Start with what you want to get done
Before you pick a personal loan or a credit card, think about what matters most to you:
- Do you want one predictable payment?
- Do you need more flexibility in your monthly budget?
- Would a clear timeline help you stay on track?
Your answers can help guide you towards the best fitting option.
Personal loans
A personal loan provides a set amount of funds upfront with a fixed monthly payment over a set timeframe.
This option could be helpful if you want to:
- Combine multiple debts into one payment.
- Keep a consistent monthly payment amount.
- Work toward a defined payoff timeline.
Because rates and payments are typically fixed, it may feel easier to plan ahead.

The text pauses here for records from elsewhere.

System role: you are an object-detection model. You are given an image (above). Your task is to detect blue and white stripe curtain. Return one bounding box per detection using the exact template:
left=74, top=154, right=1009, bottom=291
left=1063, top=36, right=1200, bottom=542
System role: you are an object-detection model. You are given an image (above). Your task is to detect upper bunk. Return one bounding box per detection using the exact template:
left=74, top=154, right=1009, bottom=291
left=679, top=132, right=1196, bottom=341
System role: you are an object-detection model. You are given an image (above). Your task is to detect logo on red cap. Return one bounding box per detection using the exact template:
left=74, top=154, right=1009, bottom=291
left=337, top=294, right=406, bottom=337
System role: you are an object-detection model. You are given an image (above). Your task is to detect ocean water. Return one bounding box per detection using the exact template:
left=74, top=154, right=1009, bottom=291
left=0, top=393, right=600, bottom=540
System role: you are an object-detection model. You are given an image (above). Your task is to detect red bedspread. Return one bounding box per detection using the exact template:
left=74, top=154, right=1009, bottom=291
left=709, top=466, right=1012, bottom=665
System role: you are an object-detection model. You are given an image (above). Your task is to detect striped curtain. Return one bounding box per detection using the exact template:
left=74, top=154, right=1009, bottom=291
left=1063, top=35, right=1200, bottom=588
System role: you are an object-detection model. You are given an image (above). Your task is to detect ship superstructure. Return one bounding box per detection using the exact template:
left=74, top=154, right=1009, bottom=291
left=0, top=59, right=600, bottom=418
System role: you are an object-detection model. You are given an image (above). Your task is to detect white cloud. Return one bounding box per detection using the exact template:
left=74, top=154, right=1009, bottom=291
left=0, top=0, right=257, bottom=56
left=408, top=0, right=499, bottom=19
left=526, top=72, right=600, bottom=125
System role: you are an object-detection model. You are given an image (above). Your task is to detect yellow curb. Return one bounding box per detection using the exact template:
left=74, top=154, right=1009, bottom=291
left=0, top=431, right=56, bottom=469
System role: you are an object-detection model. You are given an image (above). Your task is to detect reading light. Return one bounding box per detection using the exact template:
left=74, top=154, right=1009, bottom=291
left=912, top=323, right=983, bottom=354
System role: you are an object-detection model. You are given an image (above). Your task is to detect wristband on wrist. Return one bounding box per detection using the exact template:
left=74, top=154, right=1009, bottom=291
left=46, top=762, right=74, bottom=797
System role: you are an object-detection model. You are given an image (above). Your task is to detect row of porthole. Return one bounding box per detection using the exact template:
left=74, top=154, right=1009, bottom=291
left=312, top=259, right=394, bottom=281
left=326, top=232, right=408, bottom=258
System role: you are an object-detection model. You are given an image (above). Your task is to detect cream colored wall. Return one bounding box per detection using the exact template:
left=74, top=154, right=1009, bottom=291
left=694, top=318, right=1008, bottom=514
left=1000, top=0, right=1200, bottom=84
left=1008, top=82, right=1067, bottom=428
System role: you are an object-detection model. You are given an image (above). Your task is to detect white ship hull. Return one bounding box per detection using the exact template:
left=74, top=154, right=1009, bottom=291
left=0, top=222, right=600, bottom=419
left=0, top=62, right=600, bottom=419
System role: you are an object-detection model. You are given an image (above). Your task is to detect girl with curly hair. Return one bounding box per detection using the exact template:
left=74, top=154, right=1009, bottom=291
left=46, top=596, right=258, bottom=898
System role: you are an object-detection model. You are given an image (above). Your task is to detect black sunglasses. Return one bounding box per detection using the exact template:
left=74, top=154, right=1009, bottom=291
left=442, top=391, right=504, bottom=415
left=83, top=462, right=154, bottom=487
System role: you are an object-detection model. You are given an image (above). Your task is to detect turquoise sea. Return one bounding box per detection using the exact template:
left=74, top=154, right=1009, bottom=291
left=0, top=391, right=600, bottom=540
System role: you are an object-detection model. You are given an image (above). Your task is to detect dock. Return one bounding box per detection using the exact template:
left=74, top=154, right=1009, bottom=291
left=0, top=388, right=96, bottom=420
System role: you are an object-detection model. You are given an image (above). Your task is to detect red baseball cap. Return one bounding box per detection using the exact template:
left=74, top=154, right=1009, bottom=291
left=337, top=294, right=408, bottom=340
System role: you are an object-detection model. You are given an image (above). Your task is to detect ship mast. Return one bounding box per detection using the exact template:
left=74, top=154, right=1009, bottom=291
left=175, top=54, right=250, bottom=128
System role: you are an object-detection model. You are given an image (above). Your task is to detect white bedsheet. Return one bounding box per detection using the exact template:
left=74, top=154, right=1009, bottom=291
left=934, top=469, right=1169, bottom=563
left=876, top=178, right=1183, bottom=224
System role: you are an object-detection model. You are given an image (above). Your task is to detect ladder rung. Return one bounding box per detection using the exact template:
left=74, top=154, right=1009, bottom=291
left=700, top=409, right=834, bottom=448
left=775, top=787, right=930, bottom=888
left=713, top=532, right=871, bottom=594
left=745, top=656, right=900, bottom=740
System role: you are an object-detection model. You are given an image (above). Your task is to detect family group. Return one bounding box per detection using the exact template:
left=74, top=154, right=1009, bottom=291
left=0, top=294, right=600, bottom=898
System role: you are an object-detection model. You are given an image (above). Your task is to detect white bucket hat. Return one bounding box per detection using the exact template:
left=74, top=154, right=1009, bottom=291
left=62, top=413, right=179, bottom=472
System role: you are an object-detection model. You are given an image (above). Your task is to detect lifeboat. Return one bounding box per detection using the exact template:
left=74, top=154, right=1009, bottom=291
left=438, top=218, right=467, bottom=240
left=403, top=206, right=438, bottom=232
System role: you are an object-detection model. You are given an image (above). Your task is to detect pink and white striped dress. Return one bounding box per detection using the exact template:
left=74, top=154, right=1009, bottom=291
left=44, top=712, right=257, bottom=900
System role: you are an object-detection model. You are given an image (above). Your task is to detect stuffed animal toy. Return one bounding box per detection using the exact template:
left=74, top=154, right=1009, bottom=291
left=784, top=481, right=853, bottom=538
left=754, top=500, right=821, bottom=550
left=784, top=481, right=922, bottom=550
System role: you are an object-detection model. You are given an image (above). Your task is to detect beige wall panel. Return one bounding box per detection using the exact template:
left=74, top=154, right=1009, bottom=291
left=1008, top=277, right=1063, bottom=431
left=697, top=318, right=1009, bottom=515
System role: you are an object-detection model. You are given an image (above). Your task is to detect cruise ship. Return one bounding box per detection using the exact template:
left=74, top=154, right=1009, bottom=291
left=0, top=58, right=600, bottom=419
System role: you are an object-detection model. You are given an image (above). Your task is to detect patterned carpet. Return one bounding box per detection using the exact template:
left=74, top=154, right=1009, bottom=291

Everwise offers personal loan options that may help simplify your payments into one fixed monthly payment, which could give you more room to breathe in your budget.
Credit cards
A credit card grants you access to a revolving balance that you can pay down over time.
This option could be helpful if you want to:
- Keep flexibility in how much you pay each month.
- Manage smaller balances.
- Take advantage of lower promotional rates, if available.
If you pay only the minimum amount each month, it may extend the time it takes to pay off your balance.
A credit card from Everwise can help you manage your everyday spending while working towards your goals.
Compare your options
| Feature | Personal loan | Credit card |
|---|
Payments | Fixed | Flexible |
Interest | Typically fixed | Often variable |
Timeline | Set payoff timeframe | No set end date |
Access to funds | One lump sum | Ongoing |
Which option is best for you?
There is no one-size-fits-all answer. It depends on what works best for your specific needs.
A personal loan may provide structure and a clear path forward.
A credit card may work if you need flexibility and ongoing access as you pay down debt.
And in some situations, a combination of both may make sense.